Fig. 2 Direct RNA a) accuracy, b) alignment coverage, c) Circos plot, d) correlation with Illumina

Increases in throughput allow generation of transcriptome-wide, full-length datasets

We sequenced a whole-transcriptome RNA library prepared from Saccharomyces cerevisiae S228C. The modal read accuracy was > 90% (Fig. 2a). Mapping to the reference transcriptome and calculating the proportion of each transcript covered by each read shows that we obtain a high proportion of full-length reads (Fig. 2b). We obtained 100-base paired-end Illumina data of the same sample, aligned the Direct RNA and Illumina reads to the reference and calculated the log-fold difference in coverage (Fig. 2c). 2,045,748 (63.43%) Direct RNA reads mapped using GMAP 22, and 708,592,030 (98.22%) Illumina reads mapped using GSNAP. Direct RNA gene-coverage corresponds well with the Illumina results, with a correlation of 0.73 (Fig. 2d).

Fig. 3 Unambiguous detection of a) isozymes, b) and c) spike-ins, d) quantitative measurement

RNA data identifies isozymes and splice variants unambiguously and with low bias

Two of the yeast transcripts were GAPDH isozymes, forms of the same gene residing at different genomic positions. Although the homology of the genes is higher than the current accuracy, we can map without ambiguity (Fig. 3a). The long reads of Direct RNA sequencing should allow straightforward detection of splice variants. We investigated this using Lexogen’s SIRV panel, and detected the majority of variants in the panel (Figs. 3b and 3c). Having no amplification means that Direct RNA sequencing should show low quantitative bias. However, the high similarity of many SIRV RNAs results in some mismapping. With the more dissimilar RNAs in the ERCC panel, read counts match the expected values extremely closely (Fig. 3d, Spearman r = 0.97; p = 5.9e-56).

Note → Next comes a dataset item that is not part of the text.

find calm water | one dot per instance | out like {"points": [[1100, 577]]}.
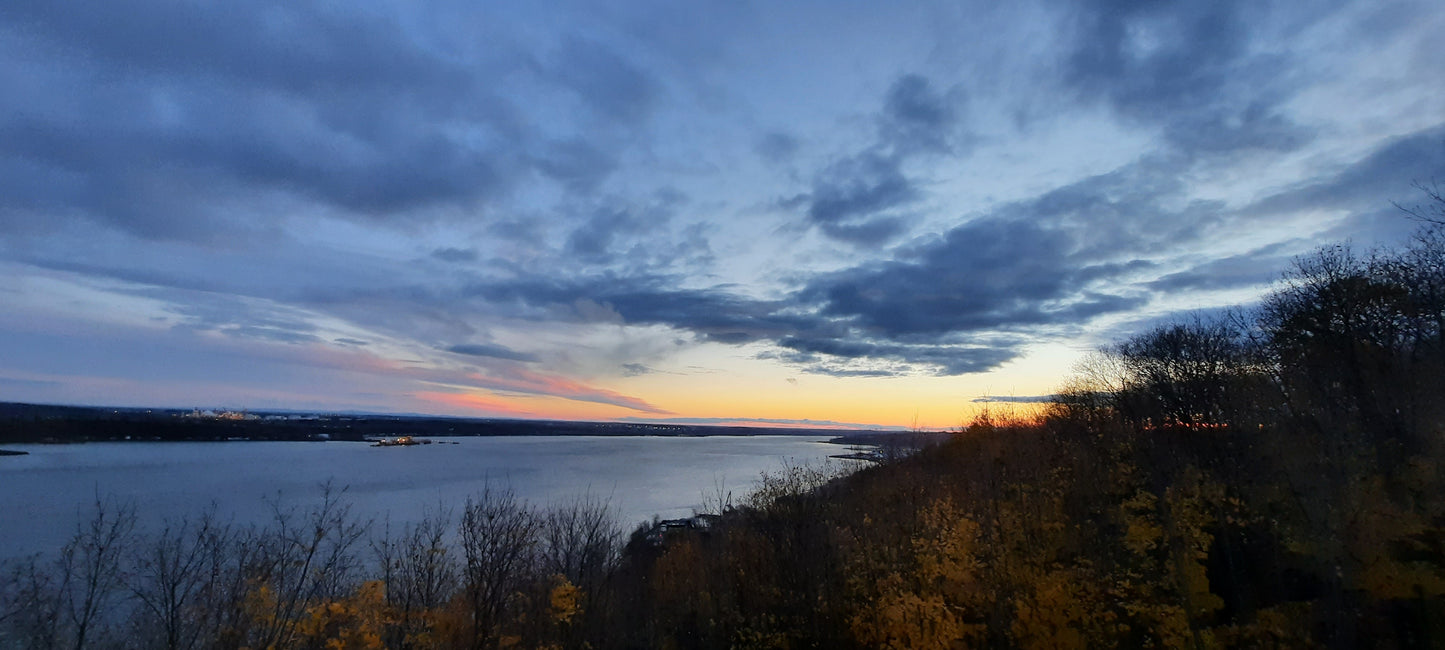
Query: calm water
{"points": [[45, 494]]}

Fig. 4 Modifications in human rRNA a) Tombo prediction, b) raw reads, c) Tombo performance

Detecting alternative bases from highly modified human rRNA

Our Tombo software suite can detect different modifications in direct RNA data using a single algorithm. Figure 4a shows accurate prediction of many different annotated RNA modifications in close proximity at a region of the human small subunit (SSU) ribosomal RNA. Figure 4b shows the raw signal (one red line per read) over the ionic m7G modification on the SSU. The normalised current levels deviate from the expected levels (grey distributions) around this modification, indicating the presence of m7G. When Tombo is not used this causes consistent errors in the consensus sequence produced from these reads. Over the entire span of the long and short subunits, Tombo identifies a higher percentage of modified reads at and near annotated modified bases than at positions further from an annotated modified base (Fig. 4c).